Moving forward, I suggest having a -3 speed grade on the next Kasli version, and a system clock frequency that depends on the hardware revision. We should be able to get back at least 125MHz. We are already doing different bitstreams for different hardware revisions, and this is straightforward to do in the code.
@hartytp Conversely, if you are willing to do the testing and yak-shaving, the same technique can be applied to crank up the system clock frequency a little on KC705 and Sayma. Things to watch out for (in addition to Vivado timing reports) are:
Conversely, if you are willing to do the testing and yak-shaving, the same technique can be applied to crank up the system clock frequency
The yak-shaving should include figuring out problems such as why Vivado meets timing when run manually but not via the buildbot, because it is giving me this crap right now.
Let's not bother with WR for Kasli. We can consider it for Sayma/Metlino when the time comes.
@hartytp I like this idea (not bothering with WR for Kasli). @jbqubit agreed that Metlino would be good to implement when we can.
Metlino can be operated stand-alone. We can even make some mechanical fixture to fit it into the 3U rack with SATA-SFP converter mounted at the front panel. Of course this would make sense only for 19" rack.
@sbourdeauducq :
I am in favor of either:
- keeping the 5324 (the engineering costs associated with the change and the maintainance of multiple clock chip variants in the firmware do not seem to be worth using a 5326, 5369 or 5346).
- designing a high-performance PLL a la White Rabbit.
Since we decided (I believe) to not bother with WR this leaves us with Si5324 (bc other Si chips also don't have deterministic latency).
@hartytp :
We agree on a cut-off date for changes to the design for the next version of Kasli
Shall we set some date?
Top of my wish list is sorting out the grounding for Kasli. I think that at a minimum, we should ensure that the PCB ground connects to the front panel, and that the front panel is designed to ground to a chassis. Otherwise, we're in for a world of broken devices when people power them from switch mode supplies that can float to a couple of hundred volts.
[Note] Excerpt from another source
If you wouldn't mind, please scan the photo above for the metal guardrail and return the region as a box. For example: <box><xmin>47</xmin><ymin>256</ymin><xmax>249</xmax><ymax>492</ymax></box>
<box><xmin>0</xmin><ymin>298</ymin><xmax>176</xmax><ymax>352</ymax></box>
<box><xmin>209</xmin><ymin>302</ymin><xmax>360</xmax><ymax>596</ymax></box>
Relying on USB/RF connectors for grounding is not a safe or sensible strategy.
We should also add a note in the docs about this.
'grounding via the chassis' might help you but it it's a NOP in many cases if they subrack is standing on a usually isolated table or on top of some other insulating device or the rack is not grounded. It's risky and not a solution. We should provide a ground connection or revise the power supply and connector design choice.